Context information required for the session is automatically saved in HTTP sessions. It is up to the application to determine what needs to be saved and how to save it. Context data itself can be saved to and retrieved from HTTP sessions, or you can save the context information externally and just save a reference to it in HTTP sessions. The latter option is more efficient when there is a large amount of data associated with the session.
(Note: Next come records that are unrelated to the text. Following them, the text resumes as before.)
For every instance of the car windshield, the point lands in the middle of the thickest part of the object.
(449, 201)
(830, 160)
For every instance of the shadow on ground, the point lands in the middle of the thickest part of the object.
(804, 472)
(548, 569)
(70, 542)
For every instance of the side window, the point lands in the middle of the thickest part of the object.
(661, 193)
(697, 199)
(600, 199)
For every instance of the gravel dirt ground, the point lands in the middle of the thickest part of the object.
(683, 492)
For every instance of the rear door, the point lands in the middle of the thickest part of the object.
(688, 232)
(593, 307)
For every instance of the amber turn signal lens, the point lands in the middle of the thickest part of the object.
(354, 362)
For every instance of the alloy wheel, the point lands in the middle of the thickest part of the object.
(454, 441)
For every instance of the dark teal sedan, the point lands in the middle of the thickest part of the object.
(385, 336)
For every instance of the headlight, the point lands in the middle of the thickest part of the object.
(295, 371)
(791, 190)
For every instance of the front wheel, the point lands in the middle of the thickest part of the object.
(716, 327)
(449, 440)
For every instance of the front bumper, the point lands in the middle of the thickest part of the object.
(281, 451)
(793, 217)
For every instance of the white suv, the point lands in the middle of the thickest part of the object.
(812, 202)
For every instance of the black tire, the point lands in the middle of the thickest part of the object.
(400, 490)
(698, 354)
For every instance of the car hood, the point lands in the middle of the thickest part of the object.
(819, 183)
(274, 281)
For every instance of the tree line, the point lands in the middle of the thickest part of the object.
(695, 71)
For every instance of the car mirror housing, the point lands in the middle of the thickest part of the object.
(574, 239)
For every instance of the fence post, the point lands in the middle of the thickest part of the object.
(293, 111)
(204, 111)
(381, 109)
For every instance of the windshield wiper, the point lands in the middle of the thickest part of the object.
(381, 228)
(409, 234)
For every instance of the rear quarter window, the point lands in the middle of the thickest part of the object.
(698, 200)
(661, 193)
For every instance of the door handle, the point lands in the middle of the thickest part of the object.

In ABL for example, the SERVER-CONNECTION-CONTEXT attribute of the SESSION system handle is commonly used to set context information. If the context information can be expressed as a string of less than 32K, the attribute can be set to that value. The 32K maximum may be even less, depending on the other limitations imposed by your particular configuration. However, the more data you store in SERVER-CONNECTION-CONTEXT, the more performance is likely to suffer. Therefore, the recommended practice is to store the context information in a database and use the SERVER-CONNECTION-CONTEXT attribute as a reference to the context information.

The implementation of how to store context varies widely, and depends on application requirements. For more information on how to use the SERVER-CONNECTION-CONTEXT attribute, see Use the SERVER-CONNECTION-CONTEXT attribute in Application Development with PAS for OpenEdge and SERVER-CONNECTION-CONTEXT attribute in ABL Reference.